Living with Cystic Fibrosis
Hi, I am Paige Filipe and I have Cystic Fibrosis. For those of you who are not familiar with Cystic Fibrosis, it is a life threatening genetic disorder affecting the lungs and the digestive system. Approximately 30,000 children and adults suffer with it in the United States and 70,000 worldwide. In people with CF, a defective gene and its protein product cause the body to produce unusually thick, sticky mucus that clogs the lungs causing lung infections which eventually leads to needing a lung transplant. It also obstructs the pancreas and stops natural enzymes from helping the body break down food and absorb vital nutrients.

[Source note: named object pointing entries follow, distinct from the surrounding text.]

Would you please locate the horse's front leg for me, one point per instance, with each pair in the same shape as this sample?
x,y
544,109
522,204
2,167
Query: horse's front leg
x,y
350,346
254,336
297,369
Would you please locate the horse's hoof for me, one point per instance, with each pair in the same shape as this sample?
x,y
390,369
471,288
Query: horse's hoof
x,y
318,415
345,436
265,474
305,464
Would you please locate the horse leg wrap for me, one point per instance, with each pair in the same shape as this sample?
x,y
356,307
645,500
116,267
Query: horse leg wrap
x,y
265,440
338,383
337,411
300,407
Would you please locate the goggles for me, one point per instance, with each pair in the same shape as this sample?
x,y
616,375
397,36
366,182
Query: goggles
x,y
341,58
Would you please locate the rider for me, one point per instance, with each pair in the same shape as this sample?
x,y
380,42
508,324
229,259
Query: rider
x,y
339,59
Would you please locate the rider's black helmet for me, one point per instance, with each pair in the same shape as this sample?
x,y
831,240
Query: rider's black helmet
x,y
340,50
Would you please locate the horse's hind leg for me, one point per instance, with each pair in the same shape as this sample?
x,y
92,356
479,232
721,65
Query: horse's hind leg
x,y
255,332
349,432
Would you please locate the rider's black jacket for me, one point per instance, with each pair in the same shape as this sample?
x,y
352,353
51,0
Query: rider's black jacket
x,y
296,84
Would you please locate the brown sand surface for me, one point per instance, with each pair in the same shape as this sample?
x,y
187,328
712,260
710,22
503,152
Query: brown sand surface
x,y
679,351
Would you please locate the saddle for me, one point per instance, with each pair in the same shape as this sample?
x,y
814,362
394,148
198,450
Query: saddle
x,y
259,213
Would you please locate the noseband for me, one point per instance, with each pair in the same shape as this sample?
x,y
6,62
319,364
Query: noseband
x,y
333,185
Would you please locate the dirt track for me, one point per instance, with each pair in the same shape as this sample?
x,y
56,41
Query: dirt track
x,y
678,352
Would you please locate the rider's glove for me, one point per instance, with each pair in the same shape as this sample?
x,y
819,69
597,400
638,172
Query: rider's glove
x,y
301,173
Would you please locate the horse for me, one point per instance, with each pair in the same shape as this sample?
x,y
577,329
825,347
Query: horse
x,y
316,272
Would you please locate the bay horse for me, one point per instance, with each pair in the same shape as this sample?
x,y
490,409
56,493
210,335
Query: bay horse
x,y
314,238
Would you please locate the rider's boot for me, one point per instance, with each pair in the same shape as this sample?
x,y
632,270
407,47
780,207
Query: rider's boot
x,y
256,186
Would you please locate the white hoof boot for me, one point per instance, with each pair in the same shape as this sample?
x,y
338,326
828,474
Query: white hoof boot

I was born in Massachusetts where my parents had to constantly feed me because I was very malnourished, I persistently ran a low grade temperature and I was always spitting up mucus. The doctors in Massachusetts could not figure out what was wrong with me. It was until we moved to Florida and after some horrifying events concerning me I was finally diagnosed at the age of two. The doctors diagnosed me by performing a “Sweat Test”. A sweat test is still the golden standard of diagnosing people today.

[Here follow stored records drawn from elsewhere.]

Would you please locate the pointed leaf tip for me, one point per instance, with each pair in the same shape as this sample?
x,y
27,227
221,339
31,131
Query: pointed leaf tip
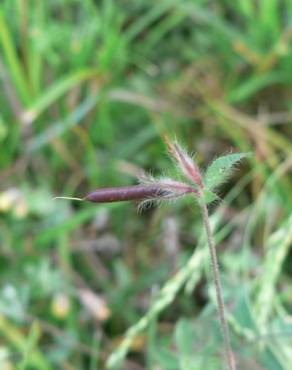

Initially after being diagnosed I was required to take all the standard medication they had available back then to maintain CF. They had told my parents that I probably would only see my teens or early 20’s and that I would only have a 40 percent chance of being able to become pregnant and have children. I can’t imagine what was going through my parents head, nor have I ever wanted to know. The treatments and maintenance of CF on a daily basis is extensive. I personally am required to do 4 breathing treatments a day, my vest that loosens up the mucus so I can rid my lungs of it and prevent infection twice a day, and take around 30-40 pills a day to maintain my digestive track and keep my vitamin levels up. This takes about 3-4 hours a day of my time that I must dedicate to maintain my Cystic Fibrosis.

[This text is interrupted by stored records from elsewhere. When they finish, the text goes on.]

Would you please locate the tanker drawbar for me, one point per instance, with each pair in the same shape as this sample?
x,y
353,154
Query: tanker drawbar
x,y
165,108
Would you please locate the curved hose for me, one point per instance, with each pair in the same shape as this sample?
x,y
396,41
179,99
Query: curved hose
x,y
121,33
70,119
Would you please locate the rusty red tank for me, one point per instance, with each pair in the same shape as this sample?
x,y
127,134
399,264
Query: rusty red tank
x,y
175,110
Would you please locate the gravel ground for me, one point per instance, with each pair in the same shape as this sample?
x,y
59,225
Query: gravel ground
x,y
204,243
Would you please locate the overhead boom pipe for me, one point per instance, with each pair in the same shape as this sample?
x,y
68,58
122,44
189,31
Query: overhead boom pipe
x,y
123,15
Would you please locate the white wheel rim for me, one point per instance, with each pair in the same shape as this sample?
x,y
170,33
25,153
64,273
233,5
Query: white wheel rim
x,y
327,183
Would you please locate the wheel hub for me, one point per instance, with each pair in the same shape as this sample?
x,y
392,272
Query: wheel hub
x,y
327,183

Throughout my life I have been constantly hospitalized for different infections in my lungs and routine cleanouts. The purpose of routine cleanouts for CF is to minimize infection in the lungs, improve lung function, and improve nutritional status. Depending on your personal situation determines how often you are hospitalized. Once your lungs reach a certain lung function 30% or below, they cannot recover and you are put on the lung transplant list. I luckily have not yet experienced that low percentage of lung function as my lowest has been in the 50% range and I try to maintain around a 70%. I know one day I will have to go down that road, but I am not ready for that yet. Many CF patients opt out of receiving new lungs because it is trading one problem for another. The risks and after care of a lung transplant is overwhelming. Most CF patients would like to live out the time they have left being happy and carefree with no added stress.
Unfortunately at this time the government doesn’t provide any help to improve our medications or for finding a cure, although with fundraising and awareness we can help our CF community to live a better life. The advancements they have made over the last 15 years are incredible. With new research, medication, and ways to maintain our CF has brought the average life expectancy to 37 years old compared to children only living to see elementary school in the 80’s. I am 24 years old, have a beautiful daughter, a wonderful fiancé, amazing family and friends, attending college to have an exciting and enjoyable career and trying to live and love life to the fullest. I don’t let Cystic Fibrosis control me, I control Cystic Fibrosis.